# Was That Talent Plus???????



## srafiqny (Mar 2, 2009)

Hello guys,

i already had f2f interview with cosmetic department manager and cosmetic company manager, on my last interview manager told me that company exc call me for ph interview. i was on the specktra like crazy for last night till 2pm searching talent plus. what i found its about one hour ph interview base on personality and secnario questions etc. i prepared myself base on that.

so i got call from prescriptive and the lady seems really nice, she asked me if i have time to talk to her, i said yesss( why not)...then she asked me what is my work history, then what do you know about priscriptives what you like in prescriptives and btw that she talk most about skin products that how great they are and so you want part time evening and i said yes.
it was all going very good, i think she seems in a hurry and then she said ok macys manager asked me to call you so i'll get back to them and then they will contact you in coulpe of days.

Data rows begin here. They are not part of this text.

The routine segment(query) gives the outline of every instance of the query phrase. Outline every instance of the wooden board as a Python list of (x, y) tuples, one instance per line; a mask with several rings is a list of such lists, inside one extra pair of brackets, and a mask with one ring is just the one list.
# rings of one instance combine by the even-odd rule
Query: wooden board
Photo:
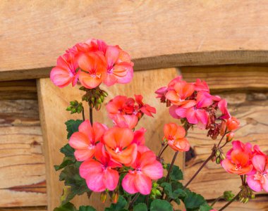
[(214, 91), (268, 89), (268, 67), (265, 66), (182, 67), (180, 70), (189, 82), (205, 79)]
[[(237, 93), (221, 94), (229, 103), (231, 115), (240, 121), (241, 127), (236, 132), (236, 140), (258, 144), (264, 153), (268, 153), (268, 95), (263, 93)], [(186, 162), (185, 169), (187, 181), (209, 156), (212, 146), (217, 141), (206, 137), (204, 131), (195, 129), (189, 133), (189, 141), (194, 150), (195, 157)], [(226, 152), (231, 145), (224, 148)], [(202, 194), (207, 199), (221, 196), (224, 191), (239, 190), (238, 176), (226, 172), (220, 165), (209, 162), (189, 187)]]
[(136, 70), (267, 63), (267, 9), (265, 0), (1, 1), (0, 80), (47, 77), (92, 37), (120, 45)]
[(46, 205), (39, 127), (0, 127), (0, 207)]
[[(268, 210), (268, 196), (258, 196), (257, 198), (250, 200), (246, 204), (241, 203), (240, 202), (234, 202), (230, 205), (225, 211), (266, 211)], [(217, 203), (214, 208), (219, 210), (225, 205), (226, 202)]]
[[(154, 98), (154, 91), (159, 87), (167, 84), (177, 75), (175, 68), (166, 70), (155, 70), (138, 72), (135, 75), (132, 83), (126, 85), (115, 85), (106, 89), (109, 93), (108, 99), (111, 99), (116, 95), (127, 95), (133, 96), (134, 94), (143, 94), (145, 102), (149, 103), (156, 107), (157, 114), (154, 118), (147, 117), (142, 117), (137, 129), (143, 126), (147, 129), (147, 145), (152, 150), (159, 148), (160, 140), (163, 136), (162, 128), (164, 124), (172, 120), (168, 115), (168, 110), (164, 104), (160, 104), (158, 99)], [(66, 132), (64, 122), (68, 119), (81, 118), (80, 115), (70, 115), (65, 108), (70, 101), (81, 98), (83, 92), (78, 88), (71, 87), (65, 89), (59, 89), (55, 87), (49, 79), (41, 79), (37, 84), (38, 96), (39, 96), (39, 106), (41, 115), (41, 124), (43, 135), (45, 140), (45, 158), (47, 163), (47, 180), (48, 188), (48, 206), (49, 210), (58, 206), (59, 204), (59, 196), (61, 193), (62, 183), (59, 181), (59, 173), (56, 173), (53, 165), (60, 163), (62, 155), (59, 150), (63, 144), (67, 143)], [(107, 103), (108, 101), (106, 101)], [(54, 108), (54, 109), (51, 109)], [(111, 122), (108, 119), (104, 108), (102, 108), (98, 113), (94, 112), (94, 121), (99, 121), (111, 125)], [(86, 114), (88, 116), (88, 113)], [(173, 152), (169, 151), (165, 153), (165, 158), (170, 160)], [(183, 155), (180, 156), (177, 164), (182, 166)], [(99, 203), (99, 196), (90, 198), (90, 203), (93, 204), (97, 210), (102, 210), (104, 205)], [(77, 198), (74, 200), (76, 205), (89, 203), (88, 199)]]
[(47, 205), (35, 81), (0, 84), (0, 210)]

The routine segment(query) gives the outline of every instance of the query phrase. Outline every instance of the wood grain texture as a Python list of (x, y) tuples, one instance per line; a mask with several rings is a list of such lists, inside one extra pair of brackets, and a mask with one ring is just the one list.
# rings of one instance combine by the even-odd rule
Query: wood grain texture
[[(11, 79), (12, 79), (12, 77)], [(37, 98), (37, 94), (35, 79), (7, 81), (0, 83), (1, 101), (36, 100)]]
[(0, 80), (47, 77), (91, 37), (120, 45), (136, 70), (267, 63), (267, 9), (265, 0), (1, 1)]
[(266, 66), (182, 67), (180, 70), (186, 81), (205, 79), (209, 88), (215, 91), (268, 89), (268, 67)]
[(35, 80), (0, 84), (1, 210), (47, 205), (37, 97)]
[[(237, 93), (221, 94), (229, 102), (232, 115), (240, 120), (241, 127), (236, 132), (235, 140), (260, 145), (268, 153), (268, 98), (267, 93)], [(205, 131), (197, 129), (188, 134), (188, 139), (194, 150), (195, 156), (186, 162), (185, 181), (188, 181), (209, 156), (214, 143), (206, 137)], [(225, 147), (227, 152), (231, 144)], [(209, 162), (189, 186), (190, 188), (202, 194), (207, 199), (221, 196), (224, 191), (236, 193), (240, 186), (238, 176), (226, 172), (220, 165)]]
[(0, 127), (0, 207), (46, 205), (39, 127)]
[[(240, 202), (234, 202), (230, 205), (225, 211), (266, 211), (268, 210), (268, 196), (258, 196), (255, 199), (243, 204)], [(225, 205), (226, 202), (217, 203), (214, 208), (219, 210)]]
[[(162, 128), (164, 124), (171, 121), (169, 115), (168, 109), (164, 104), (159, 103), (155, 98), (154, 91), (167, 84), (178, 74), (176, 69), (165, 69), (140, 71), (137, 72), (130, 84), (126, 85), (115, 85), (104, 89), (109, 93), (109, 99), (116, 95), (127, 95), (133, 96), (135, 94), (142, 94), (144, 101), (156, 107), (157, 114), (154, 118), (145, 116), (141, 120), (137, 129), (144, 127), (147, 131), (146, 133), (147, 145), (152, 150), (159, 149), (160, 141), (163, 136)], [(43, 135), (45, 140), (45, 158), (47, 165), (47, 179), (48, 188), (48, 206), (49, 210), (58, 206), (59, 196), (61, 193), (62, 184), (59, 181), (59, 172), (56, 173), (53, 165), (60, 163), (62, 155), (59, 150), (67, 143), (66, 132), (64, 122), (68, 119), (81, 119), (80, 115), (71, 116), (65, 108), (70, 101), (79, 99), (83, 92), (78, 88), (71, 87), (60, 89), (55, 87), (49, 79), (41, 79), (37, 84), (39, 102), (40, 106), (40, 120), (42, 127)], [(105, 103), (108, 102), (106, 101)], [(54, 108), (54, 109), (51, 109)], [(87, 108), (87, 107), (86, 107)], [(86, 113), (88, 116), (88, 113)], [(112, 125), (111, 121), (107, 117), (105, 108), (102, 107), (99, 112), (94, 112), (94, 121)], [(171, 150), (164, 153), (165, 158), (171, 160), (173, 152)], [(183, 166), (183, 155), (178, 159), (177, 165)], [(85, 197), (78, 197), (74, 199), (76, 205), (90, 203), (95, 205), (97, 210), (102, 210), (104, 205), (99, 203), (99, 196), (88, 199)]]

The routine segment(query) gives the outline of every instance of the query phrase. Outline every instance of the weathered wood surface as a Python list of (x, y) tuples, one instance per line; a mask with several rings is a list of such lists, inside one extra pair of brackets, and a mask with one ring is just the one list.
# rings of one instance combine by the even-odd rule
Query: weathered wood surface
[(47, 205), (42, 143), (35, 82), (1, 83), (0, 207)]
[[(221, 94), (226, 98), (231, 115), (238, 117), (241, 124), (236, 132), (235, 140), (258, 144), (268, 153), (268, 93), (237, 93)], [(186, 162), (185, 169), (187, 181), (209, 155), (214, 143), (206, 137), (204, 131), (195, 129), (188, 134), (188, 139), (194, 150), (195, 157)], [(224, 148), (226, 152), (231, 144)], [(224, 191), (239, 190), (240, 179), (238, 175), (226, 172), (220, 165), (209, 162), (189, 187), (202, 194), (207, 199), (221, 196)]]
[[(106, 101), (106, 103), (109, 99), (118, 94), (133, 96), (135, 94), (142, 94), (144, 96), (145, 102), (156, 107), (157, 114), (155, 117), (145, 116), (137, 127), (138, 129), (144, 127), (147, 129), (146, 133), (147, 145), (154, 151), (159, 149), (160, 141), (163, 136), (164, 124), (173, 120), (169, 115), (168, 109), (166, 109), (165, 106), (159, 103), (158, 99), (155, 98), (154, 92), (158, 87), (167, 84), (177, 74), (176, 68), (140, 71), (135, 75), (130, 84), (113, 86), (107, 90), (109, 98)], [(59, 196), (61, 193), (63, 186), (63, 184), (59, 181), (59, 172), (55, 172), (53, 165), (61, 162), (63, 156), (59, 151), (68, 141), (64, 122), (71, 118), (81, 119), (80, 115), (69, 115), (65, 108), (68, 106), (70, 101), (74, 99), (79, 101), (83, 92), (78, 90), (78, 87), (58, 88), (51, 82), (49, 79), (39, 79), (37, 89), (39, 97), (41, 124), (45, 140), (48, 206), (49, 210), (51, 210), (52, 208), (59, 205)], [(86, 115), (88, 115), (88, 113), (86, 113)], [(107, 113), (104, 107), (97, 113), (94, 112), (94, 121), (103, 122), (110, 126), (112, 124), (111, 121), (107, 117)], [(165, 153), (164, 157), (171, 160), (173, 155), (173, 152), (169, 150)], [(181, 156), (178, 160), (177, 164), (183, 166), (183, 156)], [(93, 204), (97, 210), (102, 210), (104, 205), (99, 203), (98, 197), (99, 196), (90, 198), (90, 203)], [(85, 202), (89, 203), (86, 196), (74, 199), (76, 205)]]
[(47, 77), (91, 37), (119, 44), (136, 70), (267, 63), (267, 9), (265, 0), (1, 1), (0, 80)]
[[(231, 203), (225, 211), (266, 211), (268, 210), (268, 196), (257, 196), (257, 198), (249, 201), (247, 204), (243, 204), (240, 202), (236, 201)], [(226, 203), (220, 201), (217, 203), (214, 207), (216, 210), (219, 210)]]
[(205, 79), (214, 91), (268, 89), (268, 67), (223, 65), (180, 68), (184, 79), (195, 82)]

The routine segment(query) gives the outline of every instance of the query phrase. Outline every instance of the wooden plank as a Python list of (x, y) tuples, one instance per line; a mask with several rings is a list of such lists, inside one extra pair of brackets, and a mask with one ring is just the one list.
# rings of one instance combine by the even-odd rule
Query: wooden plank
[(0, 129), (0, 207), (46, 205), (41, 128)]
[[(176, 69), (165, 69), (140, 71), (135, 75), (133, 82), (126, 85), (115, 85), (104, 89), (109, 93), (109, 99), (116, 95), (127, 95), (133, 96), (134, 94), (143, 94), (145, 102), (156, 107), (157, 114), (154, 118), (145, 116), (139, 123), (138, 128), (143, 126), (147, 129), (147, 144), (154, 151), (159, 149), (160, 140), (163, 136), (162, 128), (164, 123), (173, 121), (169, 115), (168, 109), (164, 104), (159, 103), (155, 98), (154, 91), (159, 87), (166, 84), (177, 75)], [(41, 79), (38, 81), (37, 90), (40, 111), (40, 120), (42, 127), (43, 136), (45, 140), (45, 158), (47, 166), (47, 180), (48, 188), (48, 206), (51, 210), (59, 204), (59, 196), (61, 193), (62, 183), (59, 181), (59, 172), (56, 173), (53, 165), (60, 163), (62, 155), (59, 150), (67, 143), (66, 127), (64, 122), (68, 119), (81, 118), (80, 115), (71, 116), (65, 108), (70, 101), (81, 98), (83, 92), (78, 89), (71, 87), (60, 89), (55, 87), (49, 79)], [(106, 101), (106, 103), (108, 102)], [(51, 109), (53, 108), (53, 109)], [(106, 117), (105, 108), (102, 108), (100, 112), (94, 113), (94, 121), (104, 122), (111, 125), (111, 121)], [(88, 113), (86, 113), (88, 116)], [(171, 150), (165, 153), (165, 158), (170, 160), (173, 152)], [(177, 164), (183, 166), (183, 157), (181, 155)], [(97, 210), (102, 210), (104, 205), (100, 204), (99, 196), (93, 196), (90, 202), (86, 196), (75, 198), (76, 205), (85, 203), (93, 204)]]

now my question is this really talent plus ph interview? does it or kind of it happened to anybodyelse, what happend did you get hired or not. both macys managers seems to impress from me they like me, but i'm so confused after this ph interview. what you guys think on this?

thanks


----------



## srafiqny (Mar 3, 2009)

need some thoughts guys...come on


----------



## darkwater_soul (Mar 3, 2009)

No, that was not your talent plus. Talent plus is a series of questions they ask you to gauge your honesty, value, leadership and so on. They will tell you that they are talent plusing you beforehand, and the person giving the tp will not be allowed to interact with you on your answers, or answer your questions. Beleieve me, you'll know. lol.


----------



## aziajs (Mar 3, 2009)

Quote:

   Originally Posted by *darkwater_soul* 

 
_No, that was not your talent plus. Talent plus is a series of questions they ask you to gauge your honesty, value, leadership and so on. They will tell you that they are talent plusing you beforehand, and the person giving the tp will not be allowed to interact with you on your answers, or answer your questions. Beleieve me, you'll know. lol._

 
Right.  I did it and it lasted about 20 mins.  It's kind of rapid fire.  They ask a BUNCH of questions, most of which are either or kind of questions.  For example, "would you say that you are more comfortable working with people or processes?"  Like Darkwater said, they don't respond to your answers they just make a note of what you've said and move on to the next question.  They will not elaborate when they ask a question nor will they allow you to.  At the end I was asked if I had anything to add or mention that was not covered in the question portion.  That was about it.  I was told that my answers would be evaluated and that I would hear from them if I was a good fit.


----------



## srafiqny (Mar 3, 2009)

hmmm...so what you guys think should i contact the macys manager and ask the follow up, andlet her know about the call or just wait for their call. and what was the need of this extra ph call fom cosmetic company anyway if it was not talent plus, do they usually call like this too????????


----------



## kiddles412 (Jan 19, 2013)

My interviews were Wednesday and Thursday. Today is Saturday. Talent Plus has not called yet... anyone have any advice?


----------



## KimmyAnn_678 (Jan 26, 2013)

Srafigny...  The call from the brand was probably an Account Coordinator.  To work at most counters, you will be interviewed and approved by both the store AND whatever line/brand you will be working for.  Sometimes I've seen Talent Plus take place first, sometimes they'll do it after the interviews.  Usually someone from the store or brand will ask if a certain time is okay for Talent Plus to call you and you'll know exactly when they'll call so you'll know to be free.  Good luck!


----------